It probably seemed a hairs breadth time between the calling and the cross for Peter, James, and John.

One day Simon Peter, Andrew, James and John were finishing an all-night fishing trip with no favor, when Jesus tells them, Put out into the deep and let down your nets for a catch. (Luke 5:4, ESV) That was the fishing trip that would change their lives. No longer would they be fishing for fish; they would become fishers of men.

It’s funny how we never know what hello will change our lives. What new acquaintance will be a God-appointed friendship waiting on which to embark. Luke 5, and the other gospel accounts, is epic in our view because we know the outcome. But, did the disciples feel in their souls the gravity of that day’s events as they unfolded? It’s impossible to know.

Spring forward three years, and we once again encounter Jesus and three of his first-called disciples sharing a world-changing moment together. However, this time, the setting is a garden, not the sea, the food is bread and wine, not fish, and the task is to watch and pray, not to cast their nets to the waves.

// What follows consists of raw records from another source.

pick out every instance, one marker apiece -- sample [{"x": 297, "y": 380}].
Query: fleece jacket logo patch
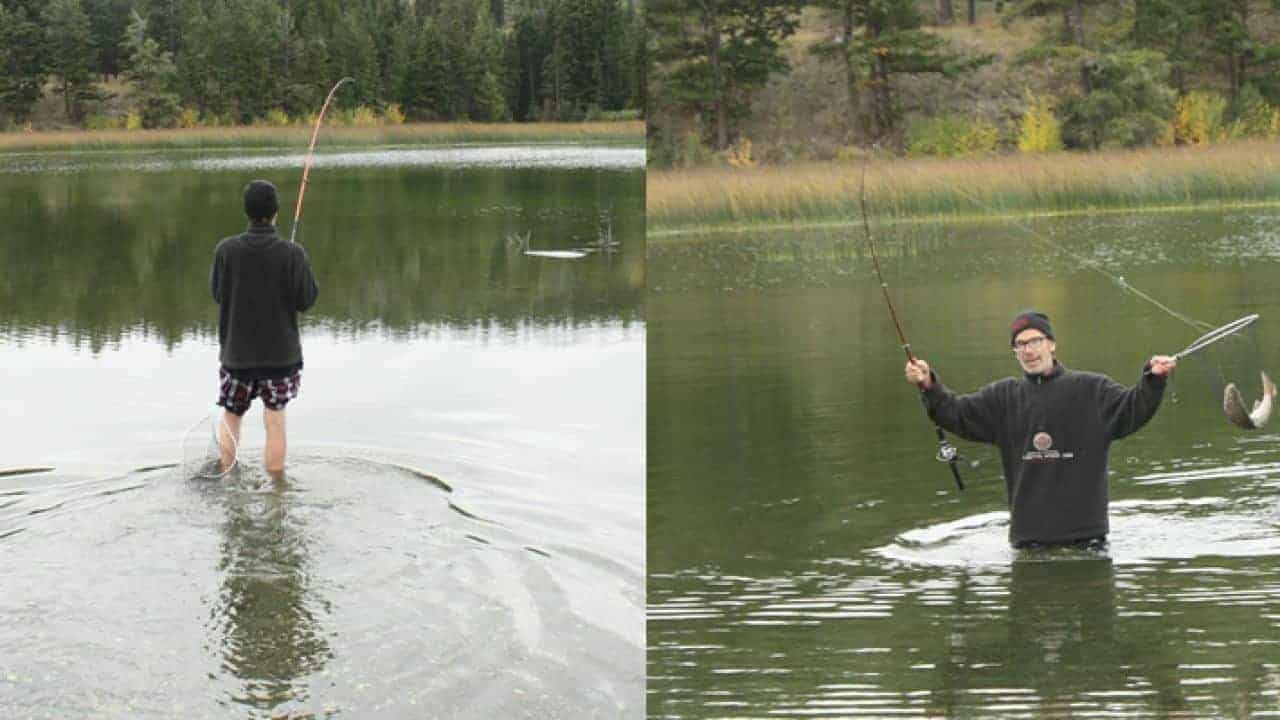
[{"x": 1045, "y": 452}]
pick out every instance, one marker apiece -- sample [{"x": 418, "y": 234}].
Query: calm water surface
[
  {"x": 808, "y": 557},
  {"x": 460, "y": 533}
]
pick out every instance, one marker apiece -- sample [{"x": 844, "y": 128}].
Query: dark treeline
[
  {"x": 844, "y": 73},
  {"x": 234, "y": 62}
]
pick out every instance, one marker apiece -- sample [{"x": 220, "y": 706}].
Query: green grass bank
[
  {"x": 300, "y": 135},
  {"x": 689, "y": 201}
]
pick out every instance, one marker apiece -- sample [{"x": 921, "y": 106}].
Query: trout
[{"x": 1234, "y": 405}]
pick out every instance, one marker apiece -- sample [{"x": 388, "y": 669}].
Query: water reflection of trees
[
  {"x": 97, "y": 255},
  {"x": 1074, "y": 639},
  {"x": 265, "y": 619}
]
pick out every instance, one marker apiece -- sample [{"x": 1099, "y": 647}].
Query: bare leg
[
  {"x": 275, "y": 442},
  {"x": 228, "y": 438}
]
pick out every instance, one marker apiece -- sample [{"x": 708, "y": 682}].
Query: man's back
[{"x": 260, "y": 282}]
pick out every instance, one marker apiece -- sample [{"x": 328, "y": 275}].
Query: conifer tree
[{"x": 72, "y": 55}]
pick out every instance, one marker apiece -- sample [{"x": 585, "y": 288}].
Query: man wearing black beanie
[
  {"x": 1054, "y": 428},
  {"x": 260, "y": 283}
]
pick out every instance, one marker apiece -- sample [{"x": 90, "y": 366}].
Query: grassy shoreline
[
  {"x": 682, "y": 203},
  {"x": 298, "y": 136}
]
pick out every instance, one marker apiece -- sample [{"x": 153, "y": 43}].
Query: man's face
[{"x": 1034, "y": 351}]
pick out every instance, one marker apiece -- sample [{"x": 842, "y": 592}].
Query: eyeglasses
[{"x": 1033, "y": 342}]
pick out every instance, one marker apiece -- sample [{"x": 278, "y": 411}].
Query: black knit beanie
[
  {"x": 1029, "y": 319},
  {"x": 261, "y": 203}
]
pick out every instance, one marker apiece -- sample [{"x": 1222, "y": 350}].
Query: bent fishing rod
[
  {"x": 946, "y": 451},
  {"x": 306, "y": 167}
]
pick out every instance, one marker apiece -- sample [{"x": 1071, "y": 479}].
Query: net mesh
[{"x": 202, "y": 449}]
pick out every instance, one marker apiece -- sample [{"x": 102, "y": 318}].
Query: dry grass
[
  {"x": 293, "y": 136},
  {"x": 828, "y": 192}
]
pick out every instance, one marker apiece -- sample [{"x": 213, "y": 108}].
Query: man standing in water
[
  {"x": 1054, "y": 428},
  {"x": 260, "y": 283}
]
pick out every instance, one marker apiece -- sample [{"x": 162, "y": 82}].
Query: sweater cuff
[{"x": 1157, "y": 381}]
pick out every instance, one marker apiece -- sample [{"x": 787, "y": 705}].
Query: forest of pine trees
[{"x": 238, "y": 62}]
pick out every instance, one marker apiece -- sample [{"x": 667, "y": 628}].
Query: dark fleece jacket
[
  {"x": 1054, "y": 433},
  {"x": 260, "y": 283}
]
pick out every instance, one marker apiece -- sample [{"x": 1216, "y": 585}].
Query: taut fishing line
[
  {"x": 946, "y": 451},
  {"x": 1211, "y": 337}
]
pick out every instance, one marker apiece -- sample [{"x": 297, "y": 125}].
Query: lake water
[
  {"x": 808, "y": 556},
  {"x": 461, "y": 528}
]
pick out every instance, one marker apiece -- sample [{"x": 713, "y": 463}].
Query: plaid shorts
[{"x": 236, "y": 395}]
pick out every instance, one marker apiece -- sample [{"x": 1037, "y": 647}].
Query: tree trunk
[
  {"x": 882, "y": 117},
  {"x": 946, "y": 13},
  {"x": 1073, "y": 22},
  {"x": 720, "y": 90},
  {"x": 850, "y": 60}
]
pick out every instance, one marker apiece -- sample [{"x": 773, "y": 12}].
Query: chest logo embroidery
[{"x": 1045, "y": 452}]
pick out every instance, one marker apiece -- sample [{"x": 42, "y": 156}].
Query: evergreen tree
[
  {"x": 152, "y": 73},
  {"x": 425, "y": 92},
  {"x": 881, "y": 40},
  {"x": 23, "y": 59},
  {"x": 488, "y": 103},
  {"x": 108, "y": 21},
  {"x": 1129, "y": 103},
  {"x": 72, "y": 54},
  {"x": 716, "y": 54},
  {"x": 355, "y": 54}
]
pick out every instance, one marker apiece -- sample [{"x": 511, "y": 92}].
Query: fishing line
[
  {"x": 306, "y": 167},
  {"x": 946, "y": 451},
  {"x": 1091, "y": 264},
  {"x": 1216, "y": 335}
]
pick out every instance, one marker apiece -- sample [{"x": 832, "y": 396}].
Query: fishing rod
[
  {"x": 306, "y": 167},
  {"x": 1216, "y": 335},
  {"x": 946, "y": 451}
]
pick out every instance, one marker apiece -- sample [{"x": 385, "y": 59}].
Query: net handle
[{"x": 1216, "y": 335}]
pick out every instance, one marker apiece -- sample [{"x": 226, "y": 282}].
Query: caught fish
[{"x": 1234, "y": 405}]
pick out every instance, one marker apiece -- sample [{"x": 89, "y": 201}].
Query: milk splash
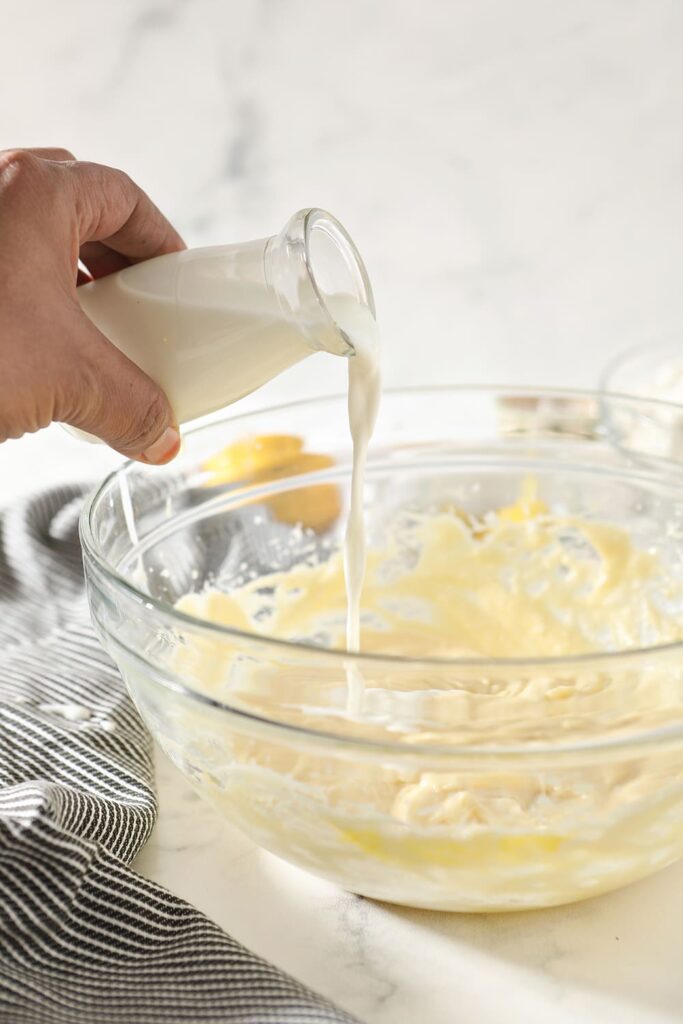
[{"x": 358, "y": 325}]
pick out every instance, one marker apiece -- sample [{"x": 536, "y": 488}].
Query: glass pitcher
[{"x": 212, "y": 325}]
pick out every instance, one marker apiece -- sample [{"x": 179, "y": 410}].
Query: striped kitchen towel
[{"x": 83, "y": 938}]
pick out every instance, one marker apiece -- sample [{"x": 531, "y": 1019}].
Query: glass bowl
[{"x": 456, "y": 783}]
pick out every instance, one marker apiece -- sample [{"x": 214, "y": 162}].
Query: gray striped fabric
[{"x": 83, "y": 938}]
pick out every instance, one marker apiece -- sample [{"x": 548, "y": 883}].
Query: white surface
[{"x": 512, "y": 175}]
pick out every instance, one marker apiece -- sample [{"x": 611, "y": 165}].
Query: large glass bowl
[{"x": 461, "y": 784}]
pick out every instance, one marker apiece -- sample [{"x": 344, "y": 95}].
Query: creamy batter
[{"x": 518, "y": 582}]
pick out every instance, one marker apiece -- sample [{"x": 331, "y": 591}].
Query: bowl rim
[
  {"x": 628, "y": 355},
  {"x": 90, "y": 548}
]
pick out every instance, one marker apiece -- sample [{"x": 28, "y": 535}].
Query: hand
[{"x": 54, "y": 364}]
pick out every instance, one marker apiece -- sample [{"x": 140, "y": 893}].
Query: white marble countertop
[{"x": 513, "y": 174}]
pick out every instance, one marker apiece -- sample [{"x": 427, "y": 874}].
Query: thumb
[{"x": 118, "y": 402}]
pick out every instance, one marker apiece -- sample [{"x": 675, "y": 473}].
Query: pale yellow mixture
[{"x": 519, "y": 583}]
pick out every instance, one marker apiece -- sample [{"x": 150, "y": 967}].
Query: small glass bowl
[{"x": 470, "y": 784}]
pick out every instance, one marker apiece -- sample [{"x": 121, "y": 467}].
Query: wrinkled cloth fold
[{"x": 83, "y": 938}]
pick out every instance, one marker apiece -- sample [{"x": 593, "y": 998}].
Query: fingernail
[{"x": 163, "y": 450}]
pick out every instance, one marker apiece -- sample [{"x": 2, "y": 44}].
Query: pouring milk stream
[{"x": 212, "y": 325}]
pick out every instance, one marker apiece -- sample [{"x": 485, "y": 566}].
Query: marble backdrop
[{"x": 513, "y": 174}]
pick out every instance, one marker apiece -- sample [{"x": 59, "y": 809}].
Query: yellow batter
[{"x": 518, "y": 584}]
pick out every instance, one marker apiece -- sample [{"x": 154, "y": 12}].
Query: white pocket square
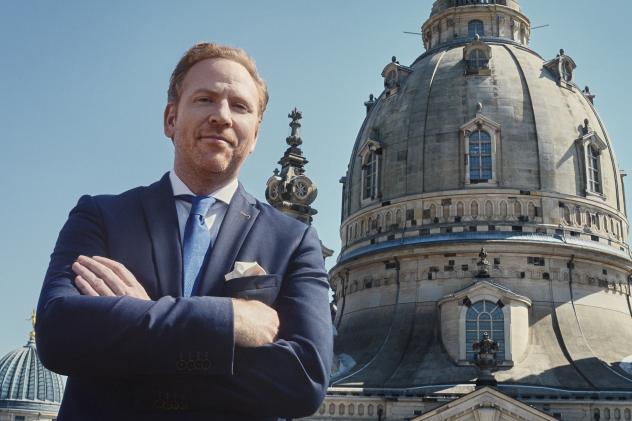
[{"x": 245, "y": 269}]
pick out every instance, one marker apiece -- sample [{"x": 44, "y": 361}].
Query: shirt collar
[{"x": 223, "y": 194}]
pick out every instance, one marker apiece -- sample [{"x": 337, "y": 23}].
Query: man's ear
[
  {"x": 170, "y": 120},
  {"x": 254, "y": 142}
]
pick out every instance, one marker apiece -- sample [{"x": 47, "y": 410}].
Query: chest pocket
[{"x": 264, "y": 288}]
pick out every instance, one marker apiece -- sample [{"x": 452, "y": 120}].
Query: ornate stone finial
[
  {"x": 290, "y": 190},
  {"x": 589, "y": 95},
  {"x": 294, "y": 139},
  {"x": 486, "y": 350},
  {"x": 33, "y": 321},
  {"x": 370, "y": 103},
  {"x": 586, "y": 129},
  {"x": 483, "y": 264}
]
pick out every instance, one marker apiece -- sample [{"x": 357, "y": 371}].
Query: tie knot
[{"x": 199, "y": 204}]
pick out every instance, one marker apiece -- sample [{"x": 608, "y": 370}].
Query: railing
[{"x": 457, "y": 3}]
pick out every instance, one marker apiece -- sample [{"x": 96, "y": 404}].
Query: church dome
[
  {"x": 480, "y": 114},
  {"x": 26, "y": 385},
  {"x": 483, "y": 143}
]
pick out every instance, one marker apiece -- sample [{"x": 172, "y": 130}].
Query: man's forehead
[{"x": 218, "y": 71}]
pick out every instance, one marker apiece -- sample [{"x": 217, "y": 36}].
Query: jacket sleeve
[
  {"x": 123, "y": 336},
  {"x": 287, "y": 378},
  {"x": 185, "y": 346}
]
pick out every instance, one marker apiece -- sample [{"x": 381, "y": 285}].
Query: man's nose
[{"x": 220, "y": 115}]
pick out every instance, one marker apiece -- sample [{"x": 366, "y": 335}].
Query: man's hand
[
  {"x": 255, "y": 323},
  {"x": 99, "y": 276}
]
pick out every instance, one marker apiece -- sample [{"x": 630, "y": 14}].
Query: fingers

Sometimes watching and praying can be much more challenging than working and casting. The sleepy disciples bear witness to this. There is a weight in the waiting.

Jesus had finished his final Passover meal with his disciples. He foretold of His betrayal, his death, and his resurrection (See Matthew 26) and commenced to sing a hymn and depart to Gethsemane. In these final parting moments with his friends and disciples, Jesus behaved in certain ways that we can pattern as we draw to transition points in our own lives:

  • Jesus drew close to those closest to Him. Jesus took all the disciples to Gethsemane, minus Judas who was too busy betraying Him; however, He drew even closer to his three friends: Peter, James and John. Jesus took them further into the garden and shared more of Himself with them.
  • Jesus shared the burdens of His soul with trusted friends. Jesus’ future was not veiled to any of the disciples, but the agony with which He faced his destiny was shared with a chosen few. He confides in Peter, James, and John:

My soul is very sorrowful, even to death; remain here and watch with me. (Matthew 26:38)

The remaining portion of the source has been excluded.